The first issue is about white coats, which are worn by both doctors and doctors to be. The recognition, symbolism, and formalism of a white coat improves communication and facilitates the doctor-patient relationship.2 Also, people in white coats seem more hygienic, professional, scientific, competent, knowledgeable, and approachable. The wearing of white coats is, however, in decline, and the only two major groups still wearing them are consultants and students.

White coats are important for recognition by colleagues and patients, for the pockets, and to keep clothes clean. In paediatrics and psychiatry, the converse is true, as children and patients regard formally dressed doctors as competent but not friendly and prefer casual clothes.

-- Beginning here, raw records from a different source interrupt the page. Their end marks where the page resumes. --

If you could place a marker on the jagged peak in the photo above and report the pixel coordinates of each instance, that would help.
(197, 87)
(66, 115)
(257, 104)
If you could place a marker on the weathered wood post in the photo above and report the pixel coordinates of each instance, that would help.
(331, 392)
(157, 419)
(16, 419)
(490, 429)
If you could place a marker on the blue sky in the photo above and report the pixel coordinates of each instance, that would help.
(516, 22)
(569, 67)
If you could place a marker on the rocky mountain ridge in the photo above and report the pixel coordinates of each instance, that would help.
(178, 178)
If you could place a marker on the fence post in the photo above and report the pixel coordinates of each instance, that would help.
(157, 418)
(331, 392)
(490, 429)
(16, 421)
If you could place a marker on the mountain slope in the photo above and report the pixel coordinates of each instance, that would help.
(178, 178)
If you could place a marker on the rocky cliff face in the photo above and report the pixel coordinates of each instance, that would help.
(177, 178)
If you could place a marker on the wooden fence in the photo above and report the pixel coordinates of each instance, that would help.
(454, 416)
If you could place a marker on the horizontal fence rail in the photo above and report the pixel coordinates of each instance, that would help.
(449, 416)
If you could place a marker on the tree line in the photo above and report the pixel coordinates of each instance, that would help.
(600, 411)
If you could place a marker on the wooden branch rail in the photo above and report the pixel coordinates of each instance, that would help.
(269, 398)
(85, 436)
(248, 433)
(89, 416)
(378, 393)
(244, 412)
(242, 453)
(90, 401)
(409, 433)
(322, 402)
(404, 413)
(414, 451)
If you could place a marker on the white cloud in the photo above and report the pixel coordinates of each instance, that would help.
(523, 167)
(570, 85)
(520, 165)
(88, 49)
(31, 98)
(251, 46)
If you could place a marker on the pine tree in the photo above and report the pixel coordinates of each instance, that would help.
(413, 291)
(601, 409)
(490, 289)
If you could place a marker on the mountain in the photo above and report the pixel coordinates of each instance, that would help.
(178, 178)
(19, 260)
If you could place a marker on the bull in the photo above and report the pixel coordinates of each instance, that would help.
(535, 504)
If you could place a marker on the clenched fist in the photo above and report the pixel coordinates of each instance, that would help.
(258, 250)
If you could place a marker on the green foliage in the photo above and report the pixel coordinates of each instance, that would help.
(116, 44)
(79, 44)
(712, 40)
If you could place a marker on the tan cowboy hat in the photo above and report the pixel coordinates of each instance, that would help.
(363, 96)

The second issue is about different dressing rules applying to men and women. Although women have a wider variety of choice, what they wear has to be practical. Recently, I went shopping for a suit to wear for my clinical finals, and I realised the dilemma. Storage space and pockets do matter, when you have to carry a minimum of, for example, a stethoscope, pens, a torch, a red hatpin, and a tape measure for the finals; men are at an obvious advantage.

Both female and male students have problems in choice, albeit in different ways, but what they wear should be practical, presentable, and professional—with or without the white coat.



Nandita Parmar, final year medical student, St Georges Hospital Medical School, London
Email: sgms617@sghms.ac.uk


studentBMJ 2002;10:215-258 July ISSN 0966-6494

  1. Kapasi Z. Different rules for dressing appropriately. studentBMJ 2002;10:164. http://studentbmj.com/back_issues/0502/letters/164.htm (May.)
  2. McKinstry B, Wang JX. Putting on the style: what patients think of the way their doctor dresses. Br J Gen Pract 1991;41:270, 275-8.